The move comes as Ford shares are trading just above $10 a share, down from a 52 week high of $13.05. On an annualized basis, this represents a return of 2%, which makes Ford look like a relative bargain in a market awash in Federal Reserve printed dollars and, as a result, record low interest rates for speculators and borrowers (See Ford Motor Q2 Profit Plummets $1.4 Billion as Europe, South American and Asia Continue to Hurt Earnings and Shareholders and Ford Family and Other Shareholders to Receive Dividends)
General Motors will also pay a quarterly dividend of $0.59375 per share on 3 December on its Series B mandatory convertible junior preferred stock that is held by the U.S. Treasury, which still owns 32% of the reorganized automaker. The total amount of the dividend is $59.4 million. GM shareholders of common stock have received no dividend since GM returned to public trading in 2010 after a taxpayer-funded bankruptcy reorganization that saved millions of jobs across the entire U.S. auto industry and its associated suppliers.
GM’s 2012 Q2 income was $1.5 billion, or $0.90 per share of common on revenue $37.6 billion. The disappointing results compared to Q2 2011 where GM’s net income attributable to common stockholders was $2.5 billion, or $1.54 per fully diluted share. GM said the decrease was due almost entirely to the strengthening of the U.S. dollar versus other major currencies. Earnings before interest and tax (EBIT) adjusted was $2.1 billion, compared with $3.0 billion in the second quarter of 2011. (See GM Q2 Profits Drop to $1.5 Billion from $2.5 Billion as Its European Losses Grow. Revenue and Cash on Hand also Decreased and GM Europe President, Opel Head Karl Stracke Ousted over Losses and GM Posts Record $9.1 Billion Profit in 2011 – $7.6 Billion on Common )

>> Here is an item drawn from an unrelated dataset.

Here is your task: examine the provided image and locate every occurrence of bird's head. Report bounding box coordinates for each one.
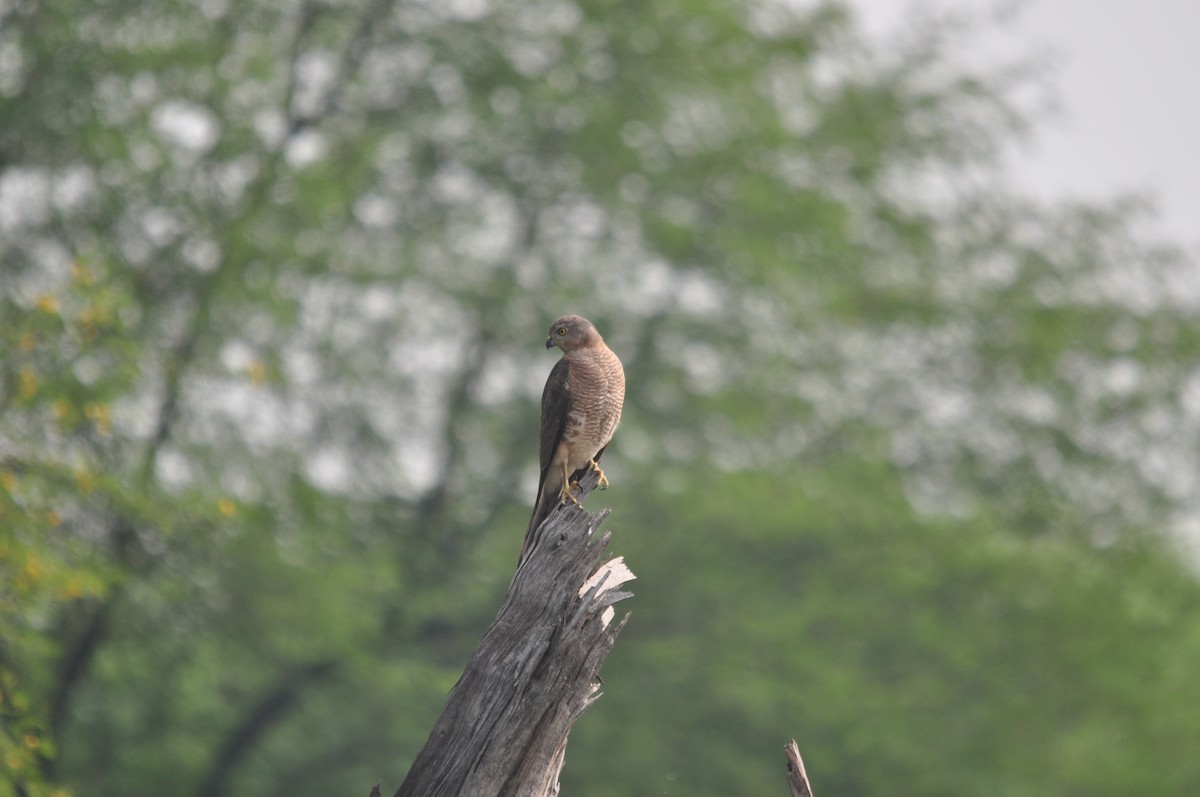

GM common stock is selling for about $24, well down from the $33 price of GM’s 2010 initial public offering in November of 2010. Small investors subsequently bid up GM to $39 a share before reality of the company’s ongoing challenges took hold. In order for taxpayers to recoup their investment, GM stock would have to trade above $50 a share in a market strong enough for the government to sell its large stake.